Para a segunda, a ideia é a de que as argumentações devem ser avaliadas a partir de regras que podem ser captadas formalmente através da análise de
esquemas argumentativos utilizados. Digamos que se trata de abordagens da argumentação cujo movimento parte «de cima para baixo», falando por isso em
condições gerais de aceitabilidade dos diferentes esquemas argumentativos. No entanto, como nota Amossy (2006: 19) «a abordagem descritiva, não menos que
a normativa, pretende ser um contributo para a crítica das trocas verbais consideradas na sua dimensão de interação social. (…) a análise argumentativa apoia-
se na ideia de que a aclaração de um funcionamento discursivo é também uma elucidação, se não um desvelamento, da forma como ele tenta agir sobre o
parceiro. Dito de outra forma, a análise seria ela mesma uma ferramenta crítica».

Já para as abordagens normativas a questão é sempre a das condições gerais da força de um argumento, facto que leva esta perspetiva a associar o estudo da
argumentação a uma teoria da crítica lógica dos argumentos que permita responder a essa questão.

Hoje em dia, a fratura entre estas duas perspetivas vai-se atenuando com a progressiva aceitação de que há uma normatividade natural decorrente das
práticas argumentativas e que essa normatividade é um processo autorregulado através das próprias interações argumentativas.

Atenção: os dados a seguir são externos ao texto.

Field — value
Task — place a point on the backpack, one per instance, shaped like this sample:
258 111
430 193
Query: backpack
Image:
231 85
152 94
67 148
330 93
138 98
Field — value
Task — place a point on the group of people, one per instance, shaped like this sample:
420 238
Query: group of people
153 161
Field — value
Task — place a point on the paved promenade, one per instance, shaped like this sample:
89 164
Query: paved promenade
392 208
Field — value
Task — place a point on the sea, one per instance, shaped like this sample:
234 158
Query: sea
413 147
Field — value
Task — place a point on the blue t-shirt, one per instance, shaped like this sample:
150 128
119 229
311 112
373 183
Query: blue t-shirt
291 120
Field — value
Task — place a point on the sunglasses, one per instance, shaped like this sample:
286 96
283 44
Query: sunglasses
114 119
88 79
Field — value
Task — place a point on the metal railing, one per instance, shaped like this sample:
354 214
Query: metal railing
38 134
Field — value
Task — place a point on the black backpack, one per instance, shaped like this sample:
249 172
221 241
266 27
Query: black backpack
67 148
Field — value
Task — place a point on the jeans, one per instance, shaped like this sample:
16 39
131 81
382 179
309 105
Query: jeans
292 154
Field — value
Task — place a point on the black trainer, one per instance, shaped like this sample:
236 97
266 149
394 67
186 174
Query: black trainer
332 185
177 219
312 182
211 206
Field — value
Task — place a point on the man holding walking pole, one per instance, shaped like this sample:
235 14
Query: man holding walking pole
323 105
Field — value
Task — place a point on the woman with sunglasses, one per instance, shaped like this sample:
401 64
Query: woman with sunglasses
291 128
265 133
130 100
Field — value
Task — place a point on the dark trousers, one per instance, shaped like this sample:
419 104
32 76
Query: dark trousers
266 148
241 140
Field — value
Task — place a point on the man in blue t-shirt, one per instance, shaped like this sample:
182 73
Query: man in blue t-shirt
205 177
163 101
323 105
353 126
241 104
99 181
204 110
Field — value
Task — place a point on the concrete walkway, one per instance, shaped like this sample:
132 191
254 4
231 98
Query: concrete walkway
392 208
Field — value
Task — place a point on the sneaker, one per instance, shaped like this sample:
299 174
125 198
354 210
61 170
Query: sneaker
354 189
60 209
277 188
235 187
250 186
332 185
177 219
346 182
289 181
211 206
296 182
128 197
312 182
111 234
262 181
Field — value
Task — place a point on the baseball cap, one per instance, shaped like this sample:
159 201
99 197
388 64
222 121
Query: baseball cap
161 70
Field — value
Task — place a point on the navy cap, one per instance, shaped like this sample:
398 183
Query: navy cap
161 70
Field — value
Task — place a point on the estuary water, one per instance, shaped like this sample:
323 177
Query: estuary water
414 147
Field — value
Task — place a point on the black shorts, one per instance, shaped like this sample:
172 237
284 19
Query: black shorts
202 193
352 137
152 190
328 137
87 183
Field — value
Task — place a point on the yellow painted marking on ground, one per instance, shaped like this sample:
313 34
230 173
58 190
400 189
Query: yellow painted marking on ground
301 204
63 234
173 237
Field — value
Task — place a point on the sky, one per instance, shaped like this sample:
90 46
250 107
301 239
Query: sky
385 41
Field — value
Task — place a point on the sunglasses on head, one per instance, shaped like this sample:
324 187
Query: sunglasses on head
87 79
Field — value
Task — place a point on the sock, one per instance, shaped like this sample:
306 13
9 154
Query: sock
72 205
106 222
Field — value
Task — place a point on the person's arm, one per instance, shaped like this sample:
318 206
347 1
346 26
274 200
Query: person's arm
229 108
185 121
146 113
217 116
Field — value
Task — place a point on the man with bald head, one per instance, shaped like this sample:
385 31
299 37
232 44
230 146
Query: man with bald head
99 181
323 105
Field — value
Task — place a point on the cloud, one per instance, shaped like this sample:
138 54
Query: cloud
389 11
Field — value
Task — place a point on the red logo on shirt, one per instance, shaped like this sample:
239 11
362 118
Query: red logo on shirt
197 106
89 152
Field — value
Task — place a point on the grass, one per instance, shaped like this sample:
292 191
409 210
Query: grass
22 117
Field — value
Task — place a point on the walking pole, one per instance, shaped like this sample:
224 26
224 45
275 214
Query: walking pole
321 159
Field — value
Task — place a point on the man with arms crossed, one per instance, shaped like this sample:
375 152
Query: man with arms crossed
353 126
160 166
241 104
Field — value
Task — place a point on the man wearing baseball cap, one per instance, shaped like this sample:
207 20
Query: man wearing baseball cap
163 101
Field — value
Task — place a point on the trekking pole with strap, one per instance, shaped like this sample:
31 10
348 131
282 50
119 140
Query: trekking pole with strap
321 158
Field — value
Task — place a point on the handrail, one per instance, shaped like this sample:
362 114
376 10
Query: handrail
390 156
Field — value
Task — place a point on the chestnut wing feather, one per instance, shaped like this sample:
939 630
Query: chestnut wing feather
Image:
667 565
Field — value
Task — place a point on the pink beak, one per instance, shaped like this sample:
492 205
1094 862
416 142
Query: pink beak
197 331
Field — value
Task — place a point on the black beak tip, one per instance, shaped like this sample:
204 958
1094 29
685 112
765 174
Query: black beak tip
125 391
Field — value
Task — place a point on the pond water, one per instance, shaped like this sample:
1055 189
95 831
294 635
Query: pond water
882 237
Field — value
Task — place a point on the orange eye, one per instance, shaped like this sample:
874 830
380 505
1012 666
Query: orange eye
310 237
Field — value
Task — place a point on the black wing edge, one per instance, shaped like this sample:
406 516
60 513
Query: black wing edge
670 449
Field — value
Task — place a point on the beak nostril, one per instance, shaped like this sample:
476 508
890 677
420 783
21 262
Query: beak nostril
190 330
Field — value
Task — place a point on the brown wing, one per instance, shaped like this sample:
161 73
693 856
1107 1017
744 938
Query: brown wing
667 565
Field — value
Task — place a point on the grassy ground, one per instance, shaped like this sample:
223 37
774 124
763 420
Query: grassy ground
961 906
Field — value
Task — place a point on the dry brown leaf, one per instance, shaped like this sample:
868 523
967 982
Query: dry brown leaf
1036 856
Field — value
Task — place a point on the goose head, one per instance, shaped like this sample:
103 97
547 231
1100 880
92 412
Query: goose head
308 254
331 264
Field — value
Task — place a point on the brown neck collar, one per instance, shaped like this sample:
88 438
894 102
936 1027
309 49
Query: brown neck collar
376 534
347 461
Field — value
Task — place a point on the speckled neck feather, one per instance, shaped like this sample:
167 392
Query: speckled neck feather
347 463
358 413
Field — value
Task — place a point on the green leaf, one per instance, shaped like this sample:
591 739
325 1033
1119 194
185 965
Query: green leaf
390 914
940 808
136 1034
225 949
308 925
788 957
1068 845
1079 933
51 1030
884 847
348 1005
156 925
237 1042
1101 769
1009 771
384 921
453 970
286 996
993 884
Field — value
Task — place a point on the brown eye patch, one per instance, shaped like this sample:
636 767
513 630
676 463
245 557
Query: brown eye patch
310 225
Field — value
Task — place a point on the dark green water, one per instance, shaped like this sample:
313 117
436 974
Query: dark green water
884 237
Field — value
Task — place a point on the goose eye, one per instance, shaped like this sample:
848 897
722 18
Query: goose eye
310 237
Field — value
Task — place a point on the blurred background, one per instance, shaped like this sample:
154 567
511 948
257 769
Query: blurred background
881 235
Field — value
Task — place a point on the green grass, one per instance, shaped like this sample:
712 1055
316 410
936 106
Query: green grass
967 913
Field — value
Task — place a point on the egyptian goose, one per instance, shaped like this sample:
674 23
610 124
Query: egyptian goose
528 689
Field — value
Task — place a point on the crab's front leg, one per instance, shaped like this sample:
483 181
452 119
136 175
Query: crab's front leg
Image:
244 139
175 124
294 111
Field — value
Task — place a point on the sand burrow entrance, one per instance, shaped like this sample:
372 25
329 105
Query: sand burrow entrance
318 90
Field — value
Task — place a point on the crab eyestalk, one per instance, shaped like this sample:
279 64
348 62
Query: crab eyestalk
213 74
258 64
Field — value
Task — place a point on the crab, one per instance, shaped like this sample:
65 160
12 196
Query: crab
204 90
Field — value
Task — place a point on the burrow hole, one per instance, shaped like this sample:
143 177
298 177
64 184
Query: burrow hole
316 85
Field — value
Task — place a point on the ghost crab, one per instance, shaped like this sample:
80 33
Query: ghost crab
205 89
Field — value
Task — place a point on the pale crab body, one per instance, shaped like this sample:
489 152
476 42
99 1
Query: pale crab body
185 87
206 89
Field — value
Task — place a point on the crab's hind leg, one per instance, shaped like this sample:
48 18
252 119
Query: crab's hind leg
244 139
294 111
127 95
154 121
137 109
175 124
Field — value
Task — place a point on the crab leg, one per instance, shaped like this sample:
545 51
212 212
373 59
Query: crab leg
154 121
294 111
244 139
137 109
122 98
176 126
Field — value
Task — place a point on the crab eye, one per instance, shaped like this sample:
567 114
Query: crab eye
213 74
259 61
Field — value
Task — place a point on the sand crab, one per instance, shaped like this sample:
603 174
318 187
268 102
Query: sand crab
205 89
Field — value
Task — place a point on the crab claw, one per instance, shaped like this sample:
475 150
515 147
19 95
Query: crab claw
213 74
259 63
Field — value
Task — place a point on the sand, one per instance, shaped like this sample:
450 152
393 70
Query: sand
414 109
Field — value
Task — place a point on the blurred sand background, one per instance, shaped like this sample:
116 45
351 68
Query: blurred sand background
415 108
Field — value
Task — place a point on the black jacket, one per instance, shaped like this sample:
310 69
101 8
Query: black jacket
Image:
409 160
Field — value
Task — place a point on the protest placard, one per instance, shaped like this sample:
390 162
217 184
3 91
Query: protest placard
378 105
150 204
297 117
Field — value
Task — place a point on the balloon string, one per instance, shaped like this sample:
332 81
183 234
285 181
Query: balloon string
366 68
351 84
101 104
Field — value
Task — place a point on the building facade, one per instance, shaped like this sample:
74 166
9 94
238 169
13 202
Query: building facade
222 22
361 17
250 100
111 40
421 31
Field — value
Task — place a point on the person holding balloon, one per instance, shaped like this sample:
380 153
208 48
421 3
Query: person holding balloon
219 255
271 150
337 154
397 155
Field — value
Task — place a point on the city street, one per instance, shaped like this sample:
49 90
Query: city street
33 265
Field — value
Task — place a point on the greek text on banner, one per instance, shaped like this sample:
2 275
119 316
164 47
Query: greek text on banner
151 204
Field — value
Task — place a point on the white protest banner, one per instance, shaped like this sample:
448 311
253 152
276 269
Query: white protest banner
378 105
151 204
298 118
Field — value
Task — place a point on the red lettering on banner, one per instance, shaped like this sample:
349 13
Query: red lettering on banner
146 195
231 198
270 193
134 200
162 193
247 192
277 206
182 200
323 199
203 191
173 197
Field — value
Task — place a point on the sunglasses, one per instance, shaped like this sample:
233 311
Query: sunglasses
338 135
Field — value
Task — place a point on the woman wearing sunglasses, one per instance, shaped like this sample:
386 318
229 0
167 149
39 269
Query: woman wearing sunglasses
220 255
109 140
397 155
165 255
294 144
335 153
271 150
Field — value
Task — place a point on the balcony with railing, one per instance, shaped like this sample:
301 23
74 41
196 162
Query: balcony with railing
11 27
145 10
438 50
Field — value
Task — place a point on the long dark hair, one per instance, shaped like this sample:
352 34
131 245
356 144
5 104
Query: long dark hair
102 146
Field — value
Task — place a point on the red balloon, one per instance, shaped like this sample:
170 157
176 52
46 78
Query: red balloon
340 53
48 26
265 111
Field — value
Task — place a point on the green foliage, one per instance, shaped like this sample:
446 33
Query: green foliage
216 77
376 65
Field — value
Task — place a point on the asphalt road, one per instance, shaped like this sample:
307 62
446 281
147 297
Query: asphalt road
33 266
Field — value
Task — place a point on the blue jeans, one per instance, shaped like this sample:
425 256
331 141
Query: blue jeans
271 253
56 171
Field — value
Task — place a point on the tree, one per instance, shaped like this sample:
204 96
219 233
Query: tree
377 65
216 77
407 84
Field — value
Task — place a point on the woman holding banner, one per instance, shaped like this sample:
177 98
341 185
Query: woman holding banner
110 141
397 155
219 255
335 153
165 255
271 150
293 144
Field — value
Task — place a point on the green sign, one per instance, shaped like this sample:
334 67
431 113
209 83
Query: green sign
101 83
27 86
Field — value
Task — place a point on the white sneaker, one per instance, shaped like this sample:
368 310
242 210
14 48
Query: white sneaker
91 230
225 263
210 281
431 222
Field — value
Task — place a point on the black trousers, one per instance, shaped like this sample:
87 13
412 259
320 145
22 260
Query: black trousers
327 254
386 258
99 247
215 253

Uma perspectiva que vai nesse sentido é a aproximação do estudo das argumentações através da teoria do design. Caracteriza-se esta, nas palavras de
Goodwin pelos seguintes traços: «a) A característica determinante do contexto de uma argumentação está na conversa na qual, e através da qual, a
argumentação é construída. Não assumimos que o contexto venha sempre organizado em formas sociais como ‘diálogos’ ou ‘discussões críticas’. Em vez disso,
consideramos que a conversa através da qual e na interior da qual os argumentos são desenvolvidos é o meio básico por intermédio do qual as pessoas
organizam um contexto para a sua da interacção. É por isso que não esperamos dar uma explicação única e uniforme das normas da argumentação (…) mas, em
vez disso, reconhecemos diversos ambientes normativos criados pelas diversas histórias da conversa. b) Um falante desenha assim essa conversa para criar
no(s) seus(s) receptor(es) razão para responder como deseja. (…) Para o dizer resumidamente, em vez de assumir que a conversa argumentativa é funcional,
perguntamos como é que é desenhada para ter força. c) As normas da argumentação incluem aquelas obrigações (padrões, ideais, etc.) que a sua argumentação
tem de assegurar (estar à altura, convir que, etc.) para que a sua conversa tenha força. É uma estratégia comum do argumentador criar força criando um
‘terreno normativo’ local no qual a resposta que ele deseja é manifestamente obrigatória (ideal, correcta, prudente)» (Goodwin 2007a: 85).

Poderíamos também dizer que a complexidade do estudo da argumentação faz com que nesta estejam implicados processos avaliativos, não apenas de
raciocínios, mas também de
perspetivas. Ela não parte de regras aceites e inquestionadas, mas procura regrar e reforçar formas de ver e de dar a ver. A
metáfora do jogo, pensado como pressupondo um conjunto de regras que os jogadores devem respeitar, não é a mais adequada para os processos
argumentativos, nos quais se procura
modelar as próprias regras ou, no mínimo, as possibilidades de as aplicar a situações concretas. A modelação
das próprias regras é um dos elementos típicos da co-construção dos contextos das argumentações, facto que é atestado por nela não apenas se lutar pelo que
está em questão ou fora de questão, mas também pela própria forma de lidar com as questões, associando-as e dissociando-as de outras questões. Dito de outra
maneira, as argumentações são indissociáveis da
construção da relevância e de processos de valorização e desvalorização: o discurso argumentativo configura e
axiologiza e a sua ligação a uma perspetiva decorre das opções de fundo que procuram estabelecer o que é pertinente e relevante e o que não o é. É neste
sentido que as argumentações se ligam à noção de
inscrição e se articulam com os processos seletivos que estão em causa na deliberação.